Nanoscale structure of the cell wall protecting cellulose from enzyme attack

Abstract

The cell wall structure protects cellulose from enzymatic attack and its successive fermentation. The nature of this protection consists in the very complex macroscopic and microscopic structure of cell wall that limits transport. Explaining this kind of protection is critical in future research to improve cell polymer availability for enzymatic attack. This research shows that the complete description of the cell wall topography at a nanoscale level allows a mechanistic understanding of cellulose protection. For this purpose, we used gas adsorption methods (CO(2) at 273 K and N(2) at 77 K) to detect mesoporosity (pore size of 1.5-30 nm diameter; MeS) and microporosity (pore size of 0.3-1.5 nm diameter; MiS) of the cell wall of five energy crops, i.e., giant cane, rivet wheat straw, miscanthus, proso millet, and sorghum.

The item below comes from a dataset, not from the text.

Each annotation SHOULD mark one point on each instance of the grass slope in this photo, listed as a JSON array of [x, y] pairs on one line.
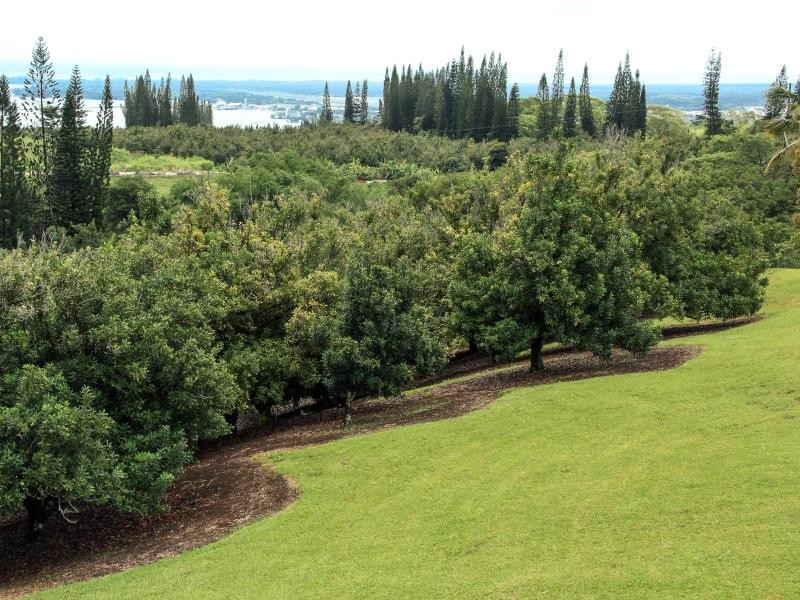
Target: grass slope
[[681, 483]]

The presence of both hemicelluloses in the spaces between cellulose fibrils and the unhydrolyzable and highly cross-linked lignocarbohydrate complex (LCC) determines a microporous (80% pores having diameters below 0.8 nm) structure of the cell wall that prevents the cellulase enzymes from coming into direct contact with the cellulose, as their sizes exceed the cell wall pore size. On the other hand, the removal of the hemicelluloses and of the LCC complex determines a reduction of the MiS and an increase of the available surface for enzymatic attack, i.e., pores >5 nm diameter. This was confirmed by the good negative (r = -0.87, P < 0.001, n = 11) and positive (r = 0.78, P < 0.005, n = 11) correlations found for microporosity and mesoporosity (pores of diameters >5 nm), respectively, vs the glucose production, by cellulase enzyme attack in specific enzymatic hydrolysis tests performed on biomass samples.